The receiver operating characteristic (ROC) curves and area under curve (AUC) values are used to describe the average performance of the VAD algorithms. And detection performances under different SNR levels are also assessed in terms of non-speech hit rate (HR0) and speech hit rate (HR1).
4.2 Evaluation results
AUC values of the evaluated VAD algorithms under −5 dB SNR
For other noises such as m109, opsroom, engine, and hfchannel, the best performance is obtained by the LTSV-based VAD algorithm, which means the LTSV measure can effectively distinguish these noises from the corresponding noisy speech. Not only does LTSV method takes advantage of the long-term information but also benefits from the signal variability defined in LTSV. However, the LTPD-based VAD algorithm still outperforms other algorithms except LTSV.

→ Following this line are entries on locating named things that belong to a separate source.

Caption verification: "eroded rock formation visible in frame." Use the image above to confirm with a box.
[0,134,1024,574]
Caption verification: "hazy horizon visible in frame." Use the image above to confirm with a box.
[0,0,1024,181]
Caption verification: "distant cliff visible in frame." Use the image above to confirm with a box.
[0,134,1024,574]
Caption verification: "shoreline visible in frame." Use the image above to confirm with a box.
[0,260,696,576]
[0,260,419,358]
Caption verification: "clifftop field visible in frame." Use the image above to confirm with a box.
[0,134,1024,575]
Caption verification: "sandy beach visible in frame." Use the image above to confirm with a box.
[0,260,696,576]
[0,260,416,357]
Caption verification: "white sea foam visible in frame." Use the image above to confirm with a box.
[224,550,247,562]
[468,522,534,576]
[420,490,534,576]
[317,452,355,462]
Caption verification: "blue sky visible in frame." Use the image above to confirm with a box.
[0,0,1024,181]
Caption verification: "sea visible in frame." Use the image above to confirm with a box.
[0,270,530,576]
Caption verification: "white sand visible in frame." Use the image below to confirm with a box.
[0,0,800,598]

For the vehicle interior noise like leopard and volvo, the characteristics of noisy speech do not change significantly compared to that of pure speech  resulting wonderful performances for all evaluated methods. As an exceptional case, all methods do not perform very well under babble noise composed of voices from 100 people speaking. However, in this case, LTSD-based VAD algorithm is superior to other algorithms, which means that linear spectrum-based LTSD measure is successful in distinguishing such noise consisting of human voices from the corresponding noisy speech.

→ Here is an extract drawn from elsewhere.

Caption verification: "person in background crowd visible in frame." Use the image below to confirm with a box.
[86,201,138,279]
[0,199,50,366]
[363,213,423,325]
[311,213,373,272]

According to the average AUC value in measuring the comprehensive property of each VAD algorithm under different noisy environments, LPTD-based VAD algorithm is significantly superior to other algorithms, even with a stronger robustness even at low SNR.
Sohn-VAD algorithm yields a moderate behavior with relatively high speech hit rate but slightly low non-speech hit rate.
Harmfreq-VAD, LTSV-VAD, and LSFM-VAD algorithms also obtain a moderate behavior with relatively high non-speech hit rate but slightly low speech hit rate.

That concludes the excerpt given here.